问题描述
我们知道对象检测框架(如 faster-rcnn
和 mask-rcnn
)具有 roi池层
或 roi align层
.但是,为什么ssd和yolo框架没有这样的层呢?
首先,我们应该了解 roi池
的目的:从提案区域中获取固定大小的要素表示在功能图上.由于建议的区域可能具有各种大小,因此,如果我们直接使用区域中的特征,它们的形状将有所不同,因此无法馈入完全连接的层进行预测.(我们已经知道完全连接的层需要固定的形状输入).要进一步阅读,请.
那么为什么 YOLO 和 SSD 不使用 roi pooling
?仅仅是因为他们不使用区域建议!它们的设计与 R-CNN,Fast R-CNN,Faster R-CNN 之类的模型本质上不同,实际上 YOLO 和 SSD 已归类作为一级
检测器,而r-cnn系列( R-CNN,Fast R-CNN,Faster R-CNN )被称为两级
>检测器的原因很简单,因为它们先提出区域,然后执行分类和回归.
对于一级
检测器,它们直接从特征图执行预测(分类和回归).他们的方法是将图像划分为网格,每个网格将使用置信度得分和类别得分来预测固定数量的边界框.原始的 YOLO 使用单个比例尺特征图,而 SSD 使用多比例尺特征图,如以下
我们可以通过 YOLO和SSD 看到,最终输出是一个固定形状的张量.因此,它们的行为与线性回归
之类的问题非常相似,因此被称为一级
检测器.
We know that the object detection framework like faster-rcnn
and mask-rcnn
has an roi pooling layer
or roi align layer
. But why ssd and yolo framework has no such layers?

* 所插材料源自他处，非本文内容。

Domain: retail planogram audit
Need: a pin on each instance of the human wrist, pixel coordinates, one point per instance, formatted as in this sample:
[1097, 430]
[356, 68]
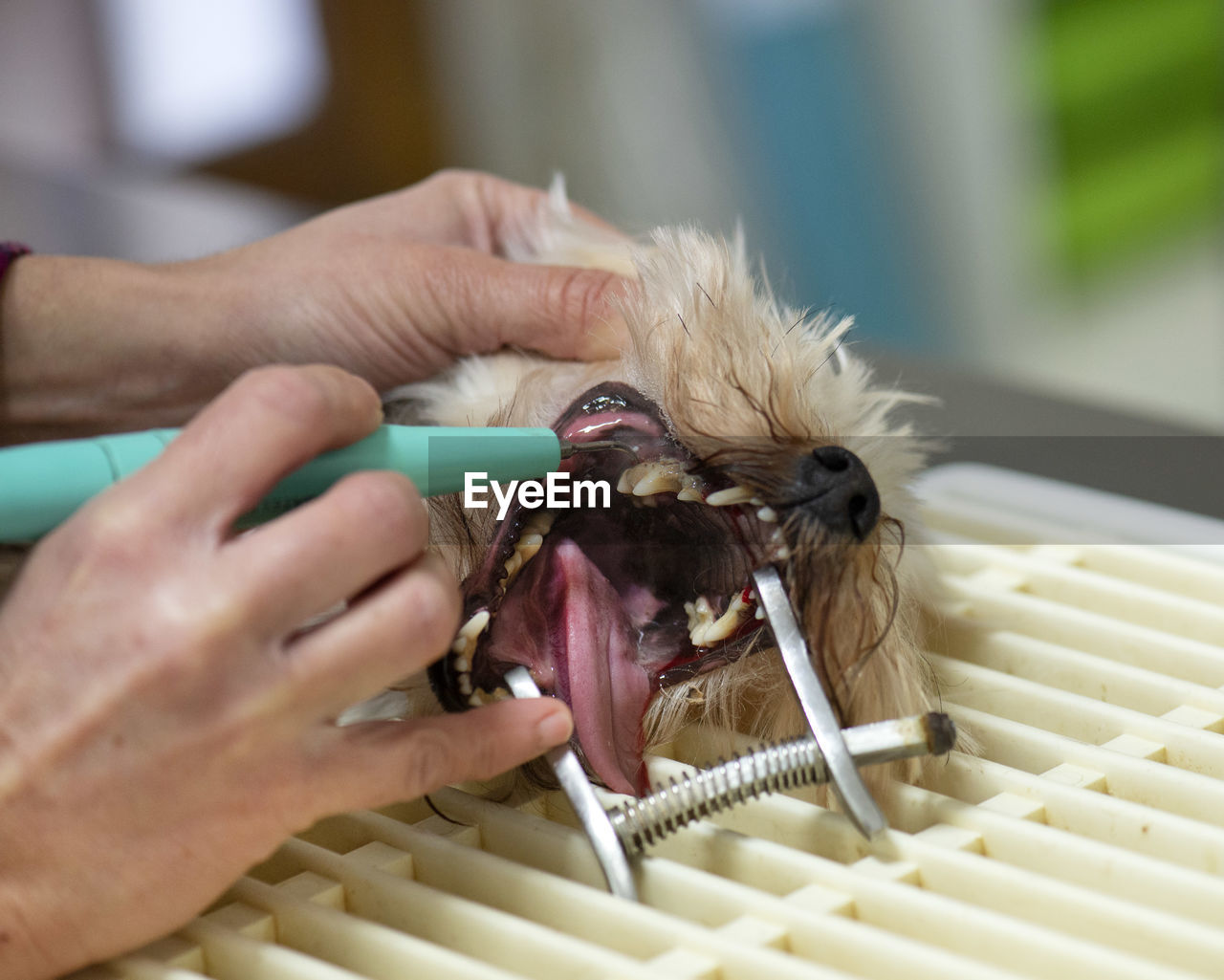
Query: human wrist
[95, 344]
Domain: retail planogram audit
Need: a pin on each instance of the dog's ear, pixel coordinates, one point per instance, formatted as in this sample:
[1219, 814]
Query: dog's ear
[555, 235]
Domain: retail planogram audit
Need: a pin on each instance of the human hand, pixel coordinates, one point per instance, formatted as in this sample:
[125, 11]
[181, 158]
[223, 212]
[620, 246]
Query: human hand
[162, 712]
[392, 289]
[396, 288]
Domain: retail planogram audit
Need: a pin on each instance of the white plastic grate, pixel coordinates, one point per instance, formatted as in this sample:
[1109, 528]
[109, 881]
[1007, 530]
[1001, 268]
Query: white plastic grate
[1086, 839]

First of all we should understand what is the purpose of roi pooling
: to have fixed size feature representation from proposal regions on the feature maps. Because the proposed regions could come as in various sizes, if we directly use the features from the regions, they are in different shapes and therefore cannot be fed to fully-connected layers for prediction. (As we already knew fully-connected layers require fixed shape inputs). For further reading, here is a nice answer.
So we understood that roi
pooling essentially requires two inputs, proposed regions and feature maps. As is clearly described in the following .

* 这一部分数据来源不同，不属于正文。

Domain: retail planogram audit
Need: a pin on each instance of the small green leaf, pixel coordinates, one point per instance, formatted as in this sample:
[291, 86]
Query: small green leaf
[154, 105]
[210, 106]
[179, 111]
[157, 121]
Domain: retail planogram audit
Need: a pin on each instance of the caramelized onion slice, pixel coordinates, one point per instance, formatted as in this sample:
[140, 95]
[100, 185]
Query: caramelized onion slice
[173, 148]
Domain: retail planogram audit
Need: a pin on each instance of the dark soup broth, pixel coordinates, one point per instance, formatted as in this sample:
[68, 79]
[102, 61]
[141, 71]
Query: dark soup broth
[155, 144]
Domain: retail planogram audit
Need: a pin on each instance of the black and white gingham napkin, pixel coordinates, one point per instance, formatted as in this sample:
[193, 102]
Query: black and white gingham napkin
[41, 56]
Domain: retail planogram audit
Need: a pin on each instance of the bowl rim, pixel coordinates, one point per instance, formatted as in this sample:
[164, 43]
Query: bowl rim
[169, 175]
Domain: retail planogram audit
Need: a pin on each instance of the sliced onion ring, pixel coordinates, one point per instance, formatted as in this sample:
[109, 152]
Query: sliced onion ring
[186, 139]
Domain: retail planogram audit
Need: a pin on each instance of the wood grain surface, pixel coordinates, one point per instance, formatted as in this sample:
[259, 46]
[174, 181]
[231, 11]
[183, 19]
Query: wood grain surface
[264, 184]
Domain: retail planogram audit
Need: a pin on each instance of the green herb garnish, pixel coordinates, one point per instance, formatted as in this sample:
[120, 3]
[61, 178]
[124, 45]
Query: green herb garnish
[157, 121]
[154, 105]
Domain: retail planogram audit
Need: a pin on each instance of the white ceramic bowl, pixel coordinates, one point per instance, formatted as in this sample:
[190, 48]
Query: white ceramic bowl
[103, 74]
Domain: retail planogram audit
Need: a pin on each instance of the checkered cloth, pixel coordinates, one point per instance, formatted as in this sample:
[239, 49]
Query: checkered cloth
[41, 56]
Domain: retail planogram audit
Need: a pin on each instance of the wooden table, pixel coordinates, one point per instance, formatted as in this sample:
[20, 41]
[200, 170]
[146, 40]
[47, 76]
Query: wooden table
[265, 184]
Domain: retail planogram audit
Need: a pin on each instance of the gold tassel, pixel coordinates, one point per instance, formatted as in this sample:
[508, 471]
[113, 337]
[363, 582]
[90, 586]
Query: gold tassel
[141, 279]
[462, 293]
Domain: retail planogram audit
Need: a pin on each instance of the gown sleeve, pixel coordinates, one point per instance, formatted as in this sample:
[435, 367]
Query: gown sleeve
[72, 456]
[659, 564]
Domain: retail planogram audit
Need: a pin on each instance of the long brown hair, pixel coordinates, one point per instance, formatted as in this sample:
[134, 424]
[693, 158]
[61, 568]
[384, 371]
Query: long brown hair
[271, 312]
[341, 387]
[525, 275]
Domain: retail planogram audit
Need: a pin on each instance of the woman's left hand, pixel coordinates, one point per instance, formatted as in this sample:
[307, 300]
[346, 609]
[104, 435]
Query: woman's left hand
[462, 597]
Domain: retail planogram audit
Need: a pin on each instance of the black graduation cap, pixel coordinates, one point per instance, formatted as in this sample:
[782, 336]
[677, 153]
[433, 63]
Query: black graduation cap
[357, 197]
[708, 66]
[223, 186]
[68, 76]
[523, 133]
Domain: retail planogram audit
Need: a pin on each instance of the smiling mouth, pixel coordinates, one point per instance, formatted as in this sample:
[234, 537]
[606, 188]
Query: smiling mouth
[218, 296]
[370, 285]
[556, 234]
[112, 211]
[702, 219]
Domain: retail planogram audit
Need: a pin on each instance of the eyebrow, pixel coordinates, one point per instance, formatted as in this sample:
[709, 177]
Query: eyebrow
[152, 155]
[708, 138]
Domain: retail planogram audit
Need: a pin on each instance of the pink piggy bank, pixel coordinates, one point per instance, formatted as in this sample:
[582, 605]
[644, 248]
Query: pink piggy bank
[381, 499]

So why don't YOLO and SSD use roi pooling
? Simply because they don't use region proposals! They are designed inherently different from models like R-CNN, Fast R-CNN, Faster R-CNN, in fact YOLO and SSD are categoried as one-stage
detectors while r-cnn series (R-CNN, Fast R-CNN, Faster R-CNN) are called two-stage
detectors simply because they propose regions first and then perform classification and regression.
For one-stage
detecors, they perform predictions (classification and regression )directly from feature maps. Their method is to divide images in grids and each grid will predict a fixed amount of bounding boxes with confidence scores and class scores. The original YOLO used a single scale feature map while SSD used multi-scale feature maps, as clearly shown in the following
We can see with YOLO and SSD , the final output is a fixed shaped tensor. Therefore they behave very similiar to problems like linear regression
, hence they are called one-stage
detectors.
这篇关于为什么ssd和yolo没有roi池层?的文章就介绍到这了,希望我们推荐的答案对大家有所帮助,也希望大家多多支持!